Depuis les années 1970 et 1980, Fatima Sadiqi s’est intéressée aux femmes et à la langue berbère comme deux domaines de recherche tout à fait distincts. Cependant à partir des années 1990, elle établit des liens entre ces deux domaines aussi bien dans ses recherches que dans sa vie personnelle. En fait, elle perçoit clairement que tout comme les femmes se voient imposer les structures sociales patriarcales, les minorités linguistiques et culturelles se voient imposer des langues et cultures étrangères aux leurs. De surcroît, cette double imposition est tellement insidieuse qu’elle semble tout à fait «naturelle». En d’autres mots, elle est rarement perçue comme un produit de domination masculine, linguistique et culturelle.

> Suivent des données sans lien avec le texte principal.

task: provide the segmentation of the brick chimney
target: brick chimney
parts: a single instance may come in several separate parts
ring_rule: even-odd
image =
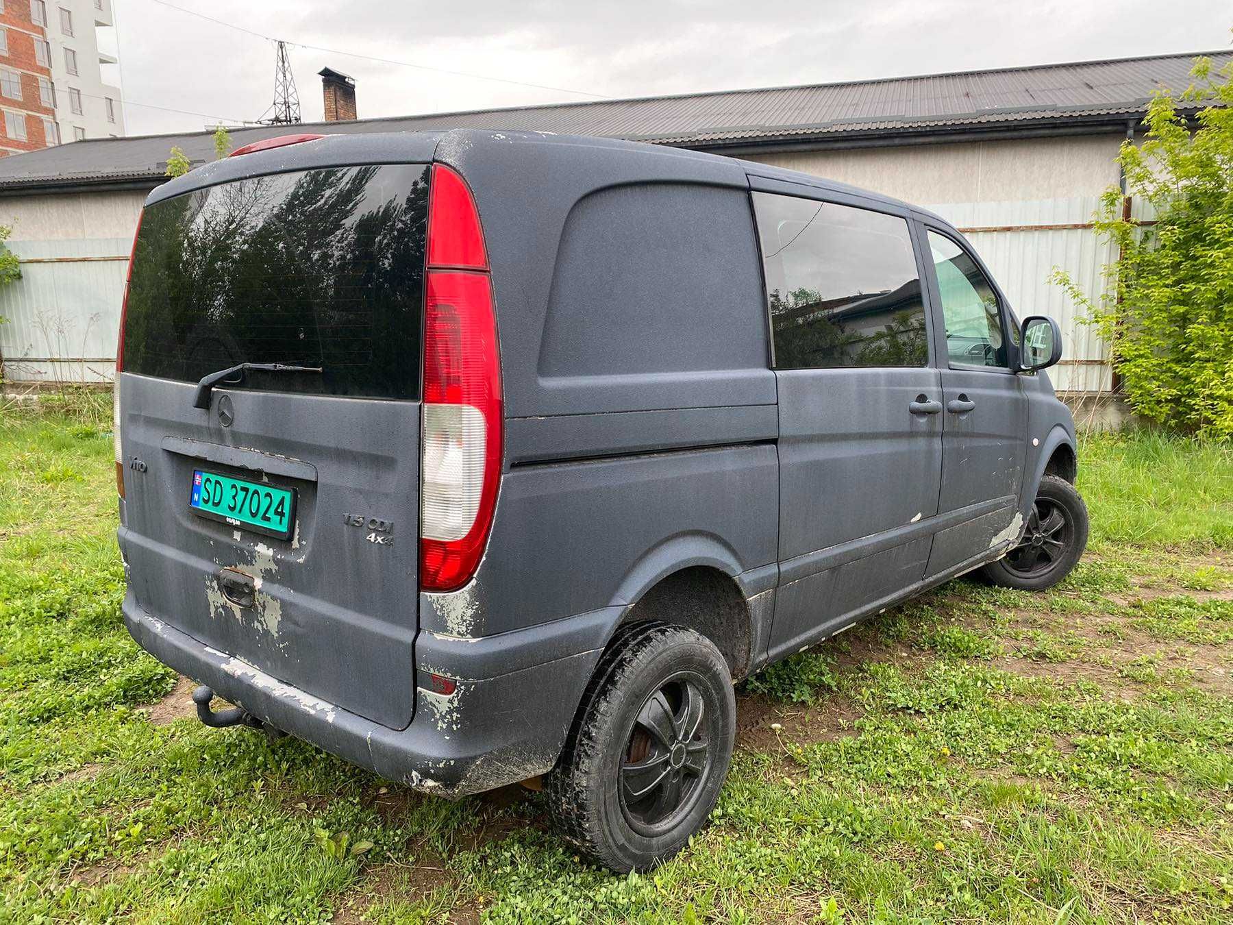
[[[326,97],[326,121],[344,122],[356,118],[355,80],[330,68],[322,68],[321,90]]]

Sadiqi par exemple a grandi dans un village dont la seule langue de communication est un dialecte berbère. Or, d’un côté la scolarisation se fait en arabe et en français, et de l’autre la communication dans les métropoles se fait en arabe marocain. Donc, dès son enfance, Sadiqi a vécu insidieusement la domination patriarcale, linguistique et culturelle. D’ailleurs, c’est pour transcender cette domination qu’elle a choisi de s’exprimer en anglais d’une part, et de consacrer ses recherches aux femmes rurales berbères d’autre part. Sa réflexion à ce sujet a mûri durant les douze années qu’elle a consacré à co-diriger l’anthologie Women Writing Africa, The Northern Region (The Feminist Press, 2009). Rappelons que cette œuvre magistrale redonne la voix entre autres à des femmes berbères rurales qui, malgré leur analphabétisme, sont devenues des emblèmes du militantisme féminin.

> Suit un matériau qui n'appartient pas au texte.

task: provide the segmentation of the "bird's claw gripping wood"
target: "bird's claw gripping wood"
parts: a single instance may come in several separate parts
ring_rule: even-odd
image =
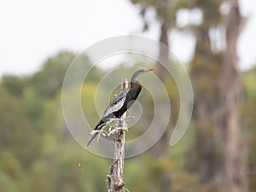
[[[98,134],[97,142],[100,139],[100,136],[103,136],[104,137],[108,137],[111,135],[116,134],[119,131],[122,130],[125,132],[128,132],[127,126],[122,126],[122,124],[127,124],[129,119],[134,119],[134,117],[128,116],[124,119],[119,118],[111,118],[108,119],[108,121],[101,125],[101,130],[92,130],[90,131],[90,135],[94,135],[95,133]],[[104,129],[109,126],[108,131],[105,131]],[[125,128],[124,128],[125,127]]]
[[[139,81],[137,80],[137,78],[141,74],[148,73],[153,70],[154,70],[154,68],[148,69],[148,70],[140,69],[136,73],[134,73],[131,79],[130,87],[128,87],[128,81],[126,81],[125,83],[126,85],[124,86],[125,88],[122,89],[122,90],[118,95],[114,96],[114,98],[107,107],[101,119],[99,120],[98,124],[96,125],[94,129],[96,131],[92,132],[93,135],[91,136],[89,142],[87,143],[86,147],[90,145],[90,143],[96,137],[98,132],[103,133],[104,135],[108,136],[108,134],[105,134],[106,131],[97,131],[98,130],[103,129],[106,125],[108,125],[109,124],[114,122],[120,122],[119,120],[120,119],[119,118],[121,118],[122,115],[130,108],[130,107],[134,103],[134,102],[137,100],[138,95],[141,92],[142,84]],[[117,119],[110,119],[110,120],[108,119],[113,117]],[[110,123],[108,123],[108,121],[110,121]],[[112,126],[112,125],[110,125],[110,126]],[[120,125],[113,125],[113,127],[119,127],[119,126]],[[116,132],[113,130],[109,131],[109,133],[113,134],[113,132]]]

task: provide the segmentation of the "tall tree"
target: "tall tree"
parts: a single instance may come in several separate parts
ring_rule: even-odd
[[[241,104],[242,90],[237,69],[236,44],[241,31],[241,16],[238,0],[229,0],[230,10],[227,15],[226,49],[223,57],[220,80],[222,106],[221,126],[224,137],[224,174],[219,191],[246,191],[244,147],[241,137]]]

À présent, Fatima Sadiqi est en train de rédiger l’aboutissement de ses réflexions relatives à l’impact de la langue et de la culture sur le féminisme dans un livre qui s’intitule Women’s Empowerment in Morocco: Going Beyond Islam. Ce livre est intéressant à plusieurs égards. Comme chaque chapitre commence par des témoignages puisés à même le vécu personnel de l’auteure, le livre est accessible au grand public, et donc sensibilise ce public aux problématiques de domination masculine, linguistique et culturelle. Cependant, via l’analyse du sujet, l’auteure s’adresse également à un public d’experts. Le livre fait donc une contribution importante au savoir portant sur le féminisme et les études de femmes en général, et au Maroc en particulier.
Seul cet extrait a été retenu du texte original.